VERBA INDENIZATÓRIA – OSB LEVA O CASO PARA O TRIBUNAL DE CONTAS

Já está no Tribunal de Contas de Minas Gerais (TCMG) a denúncia com pedido de liminar, apresentada pelo Observatório Social de Pará de Minas, em relação à verba indenizatória paga pela Câmara Municipal. A iniciativa coincide com o momento em que tramita no Legislativo projeto de lei com a proposta de acabar com o benefício mensal de até R$1.041,00.

A utilização da verba indenizatória sempre foi alvo de acompanhamento do OSB em atendimento a várias solicitações populares. Mesmo sendo legal, ela é criticada pelos trabalhadores, de modo geral, já que os mesmos não têm direito a benefício semelhante para custeio de suas atividades profissionais.

Assim sendo, o OSB já questionou por diversas vezes a destinação da verba, que, tempos atrás, era de quase R$2 mil. No final do mandato passado, dos 17 vereadores apenas três ainda utilizavam a mesma.

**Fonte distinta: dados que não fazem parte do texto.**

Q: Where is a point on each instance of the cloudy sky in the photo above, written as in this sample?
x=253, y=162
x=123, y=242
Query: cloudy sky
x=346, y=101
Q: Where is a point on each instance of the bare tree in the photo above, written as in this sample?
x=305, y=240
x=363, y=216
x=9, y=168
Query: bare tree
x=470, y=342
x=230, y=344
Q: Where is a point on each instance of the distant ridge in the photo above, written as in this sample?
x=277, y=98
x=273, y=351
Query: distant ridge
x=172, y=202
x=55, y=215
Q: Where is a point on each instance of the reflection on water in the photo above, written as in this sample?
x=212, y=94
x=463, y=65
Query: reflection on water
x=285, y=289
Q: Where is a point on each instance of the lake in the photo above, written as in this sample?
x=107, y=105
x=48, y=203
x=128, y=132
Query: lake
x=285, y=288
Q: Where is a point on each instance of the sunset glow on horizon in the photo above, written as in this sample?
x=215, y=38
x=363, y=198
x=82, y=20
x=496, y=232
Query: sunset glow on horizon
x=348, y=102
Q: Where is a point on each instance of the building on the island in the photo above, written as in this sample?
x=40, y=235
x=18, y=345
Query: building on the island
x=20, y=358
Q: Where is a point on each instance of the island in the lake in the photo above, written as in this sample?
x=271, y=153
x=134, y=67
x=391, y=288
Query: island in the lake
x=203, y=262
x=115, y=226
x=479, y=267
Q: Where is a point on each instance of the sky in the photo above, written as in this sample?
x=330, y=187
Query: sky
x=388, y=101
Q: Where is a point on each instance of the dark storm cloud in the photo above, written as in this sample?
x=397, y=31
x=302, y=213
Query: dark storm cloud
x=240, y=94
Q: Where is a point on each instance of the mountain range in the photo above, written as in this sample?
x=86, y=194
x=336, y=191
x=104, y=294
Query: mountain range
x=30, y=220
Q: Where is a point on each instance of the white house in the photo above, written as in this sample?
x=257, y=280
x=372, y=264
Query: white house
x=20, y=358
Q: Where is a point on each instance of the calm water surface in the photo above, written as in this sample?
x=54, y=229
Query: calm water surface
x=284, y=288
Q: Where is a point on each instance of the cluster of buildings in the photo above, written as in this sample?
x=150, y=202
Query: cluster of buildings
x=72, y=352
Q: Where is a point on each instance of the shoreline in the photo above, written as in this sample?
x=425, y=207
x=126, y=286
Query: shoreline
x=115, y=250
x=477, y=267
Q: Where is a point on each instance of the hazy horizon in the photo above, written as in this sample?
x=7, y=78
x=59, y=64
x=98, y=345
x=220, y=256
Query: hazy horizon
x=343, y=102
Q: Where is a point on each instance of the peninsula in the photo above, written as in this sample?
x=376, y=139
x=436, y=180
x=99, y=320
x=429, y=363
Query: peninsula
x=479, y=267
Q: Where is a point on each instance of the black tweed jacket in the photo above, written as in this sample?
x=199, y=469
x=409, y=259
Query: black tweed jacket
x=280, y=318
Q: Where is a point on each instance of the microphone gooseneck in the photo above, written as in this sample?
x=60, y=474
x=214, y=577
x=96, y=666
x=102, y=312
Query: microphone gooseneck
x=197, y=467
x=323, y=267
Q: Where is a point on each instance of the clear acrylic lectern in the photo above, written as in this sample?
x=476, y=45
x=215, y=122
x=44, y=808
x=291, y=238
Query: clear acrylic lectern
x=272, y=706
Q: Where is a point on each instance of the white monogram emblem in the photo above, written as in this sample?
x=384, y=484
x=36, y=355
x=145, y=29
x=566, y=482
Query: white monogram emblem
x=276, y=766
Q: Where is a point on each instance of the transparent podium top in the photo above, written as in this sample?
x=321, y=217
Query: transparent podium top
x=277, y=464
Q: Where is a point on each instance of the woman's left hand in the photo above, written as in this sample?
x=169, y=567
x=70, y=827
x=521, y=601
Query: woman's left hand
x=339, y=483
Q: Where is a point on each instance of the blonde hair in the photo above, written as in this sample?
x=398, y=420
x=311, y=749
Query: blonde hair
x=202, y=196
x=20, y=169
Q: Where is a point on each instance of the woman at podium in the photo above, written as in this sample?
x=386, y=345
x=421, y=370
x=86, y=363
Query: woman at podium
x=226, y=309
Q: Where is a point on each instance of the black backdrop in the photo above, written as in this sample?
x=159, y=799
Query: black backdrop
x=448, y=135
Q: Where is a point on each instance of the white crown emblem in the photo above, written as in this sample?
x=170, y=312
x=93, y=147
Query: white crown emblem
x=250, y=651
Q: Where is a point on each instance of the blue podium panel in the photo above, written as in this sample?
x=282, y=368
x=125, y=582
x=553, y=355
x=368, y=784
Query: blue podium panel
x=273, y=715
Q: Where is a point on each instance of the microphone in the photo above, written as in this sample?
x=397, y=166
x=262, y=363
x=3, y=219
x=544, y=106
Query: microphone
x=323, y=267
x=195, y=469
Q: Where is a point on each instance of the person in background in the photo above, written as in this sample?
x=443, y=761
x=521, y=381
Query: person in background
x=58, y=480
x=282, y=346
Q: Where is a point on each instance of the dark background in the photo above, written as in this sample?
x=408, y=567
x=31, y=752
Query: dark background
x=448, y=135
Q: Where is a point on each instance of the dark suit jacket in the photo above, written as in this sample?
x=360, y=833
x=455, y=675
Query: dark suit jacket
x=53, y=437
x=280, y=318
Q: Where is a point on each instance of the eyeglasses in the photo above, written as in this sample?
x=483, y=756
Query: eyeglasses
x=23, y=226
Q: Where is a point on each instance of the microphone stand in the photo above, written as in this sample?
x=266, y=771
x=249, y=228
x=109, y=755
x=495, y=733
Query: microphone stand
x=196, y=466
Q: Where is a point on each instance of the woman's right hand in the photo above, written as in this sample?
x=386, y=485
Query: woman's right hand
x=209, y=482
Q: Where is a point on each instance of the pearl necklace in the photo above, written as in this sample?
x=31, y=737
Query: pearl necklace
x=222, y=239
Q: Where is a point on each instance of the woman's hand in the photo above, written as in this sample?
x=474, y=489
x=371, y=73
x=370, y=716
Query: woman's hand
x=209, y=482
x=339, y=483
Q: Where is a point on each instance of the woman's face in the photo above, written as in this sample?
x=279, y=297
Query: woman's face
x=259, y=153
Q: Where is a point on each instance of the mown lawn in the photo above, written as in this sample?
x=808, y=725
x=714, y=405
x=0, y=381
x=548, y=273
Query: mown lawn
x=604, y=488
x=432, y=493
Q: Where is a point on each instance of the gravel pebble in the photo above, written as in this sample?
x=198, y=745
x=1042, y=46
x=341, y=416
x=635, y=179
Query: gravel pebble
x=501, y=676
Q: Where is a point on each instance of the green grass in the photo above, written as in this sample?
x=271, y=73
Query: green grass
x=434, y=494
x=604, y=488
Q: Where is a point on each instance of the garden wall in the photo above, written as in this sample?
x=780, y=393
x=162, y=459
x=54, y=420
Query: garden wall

Se o projeto em tramitação for aprovado, essa indenização referente às despesas do exercício parlamentar deixará de existir. Mas, paralelamente, depois de observar as justificativas apresentadas pelos vereadores que ainda fazem uso dela, o OSB tomou a decisão de levar o caso ao Tribunal de Contas, para esclarecer dúvidas.

A maioria das despesas é referente ao consumo de combustível, fundamentado em visitas dos vereadores a diversos bairros e em viagens a outros municípios, com a finalidade de tratar de assuntos relacionados ao exercício do mandato.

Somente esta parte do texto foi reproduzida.